Management silos are separate administrative workflows, tools, or policies for different parts of the device estate. They create inconsistency because one platform may receive stronger enforcement, better visibility, or clearer ownership than another, which weakens overall governance.
Expanded Definition
Management silos describe separate admin paths for the same or related non-human identity controls, such as distinct approval chains, dashboards, vaults, or policy sets for APIs, service accounts, and agents. In NHI security, this fragmentation matters because control quality becomes uneven: one team may enforce rotation and review, while another leaves the same class of secrets unmanaged. NIST’s Cybersecurity Framework 2.0 treats governance and visibility as core outcomes, and siloed administration undermines both. NHI Management Group’s Ultimate Guide to NHIs — Regulatory and Audit Perspectives shows that audit readiness depends on consistent ownership, evidence, and policy enforcement across the estate. Definitions vary across vendors, but the practical meaning is stable: if different teams can apply different rules to equivalent identities, the environment is already fractured. The most common misapplication is treating organisational boundaries as a valid reason for inconsistent NHI governance, which occurs when platform ownership is decentralised without a shared control baseline.
Examples and Use Cases
Implementing management oversight rigorously often introduces coordination overhead, requiring organisations to weigh local autonomy against central consistency.

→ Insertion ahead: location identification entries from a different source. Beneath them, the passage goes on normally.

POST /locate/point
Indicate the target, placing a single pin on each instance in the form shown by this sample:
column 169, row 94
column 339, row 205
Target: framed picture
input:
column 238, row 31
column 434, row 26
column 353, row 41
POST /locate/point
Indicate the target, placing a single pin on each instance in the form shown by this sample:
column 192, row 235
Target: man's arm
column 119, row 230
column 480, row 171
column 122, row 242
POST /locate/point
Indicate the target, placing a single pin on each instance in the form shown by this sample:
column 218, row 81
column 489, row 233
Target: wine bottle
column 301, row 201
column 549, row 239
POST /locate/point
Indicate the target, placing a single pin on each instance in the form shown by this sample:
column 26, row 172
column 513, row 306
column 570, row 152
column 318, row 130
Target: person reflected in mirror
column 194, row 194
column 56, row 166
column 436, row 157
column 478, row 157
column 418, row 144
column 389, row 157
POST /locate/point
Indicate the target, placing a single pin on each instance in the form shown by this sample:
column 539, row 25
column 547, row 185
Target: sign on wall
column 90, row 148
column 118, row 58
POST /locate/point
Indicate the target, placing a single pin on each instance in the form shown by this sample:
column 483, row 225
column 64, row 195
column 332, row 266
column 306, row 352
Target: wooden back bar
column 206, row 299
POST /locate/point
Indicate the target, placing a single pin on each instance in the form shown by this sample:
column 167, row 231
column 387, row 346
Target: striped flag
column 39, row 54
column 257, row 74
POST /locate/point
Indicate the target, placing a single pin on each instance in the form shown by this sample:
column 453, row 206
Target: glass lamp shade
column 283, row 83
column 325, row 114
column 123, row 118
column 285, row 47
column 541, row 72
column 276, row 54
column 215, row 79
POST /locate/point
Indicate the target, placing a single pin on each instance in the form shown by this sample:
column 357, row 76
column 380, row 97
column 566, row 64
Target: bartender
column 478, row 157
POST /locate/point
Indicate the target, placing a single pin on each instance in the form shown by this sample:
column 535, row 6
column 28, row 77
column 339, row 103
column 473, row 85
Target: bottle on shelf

- A cloud team rotates API keys in a secrets manager, while a DevOps group keeps long-lived credentials in CI/CD variables. NHI Management Group’s Top 10 NHI Issues highlights how uneven control application creates hidden exposure.
- One platform uses RBAC with quarterly access review, but another uses ad hoc approvals and no review cadence, producing conflicting entitlement records.
- Service accounts in production are governed by security, while test and automation identities are managed by individual engineering squads with no common lifecycle policy.
- An org aligns human workforce identities to a central IAM program, but leaves agent credentials under separate operational ownership, creating duplicate logging and inconsistent revocation.
- For lifecycle cleanup, a central identity team references the NHI Lifecycle Management Guide alongside the NIST Cybersecurity Framework 2.0 to standardise offboarding and evidence capture.
These cases show that silos are not only an organisational problem; they become a technical control problem when the same identity type is governed differently depending on team, tool, or environment.
Why It Matters in NHI Security
Management silos are dangerous because NHI compromise rarely stays confined to one workflow. A secret leak in one business unit can provide lateral movement into shared infrastructure, and inconsistent ownership makes it harder to prove who should rotate, revoke, or investigate. This is especially severe where third-party access, CI/CD, and automation agents are involved. NHI Management Group reports that 80% of identity breaches involved compromised non-human identities such as service accounts and API keys, which is a strong signal that fragmented governance increases real-world blast radius. The same guide also notes that only 5.7% of organisations have full visibility into their service accounts, a gap that silos tend to deepen rather than fix. For governance teams, the practical lesson is to standardise policy, logging, and review thresholds across all NHI classes, not just the most visible ones. Organisationally, Lifecycle Processes for Managing NHIs becomes relevant after a breach, audit failure, or emergency revocation campaign exposes that different teams were operating different rules, at which point management silos become operationally unavoidable to address.
Standards & Framework Alignment
This section maps relevant standards and security frameworks to the operational risks and controls described in this guidance.
OWASP Non-Human Identity Top 10 address the attack and risk surface, while NIST CSF 2.0 and NIST Zero Trust (SP 800-207) set the governance and control requirements practitioners need to meet.
| Framework | Control / Reference | Relevance |
|---|---|---|
| OWASP Non-Human Identity Top 10 | NHI-01 | NHI governance failures often begin with fragmented ownership and policy drift. |
| NIST CSF 2.0 | GV.OC-03 | Silos weaken enterprise visibility, accountability, and governance outcomes. |
| NIST Zero Trust (SP 800-207) | Zero Trust requires consistent policy enforcement, not isolated admin islands. |
Unify NHI ownership, policy, and review so equivalent identities follow one control baseline.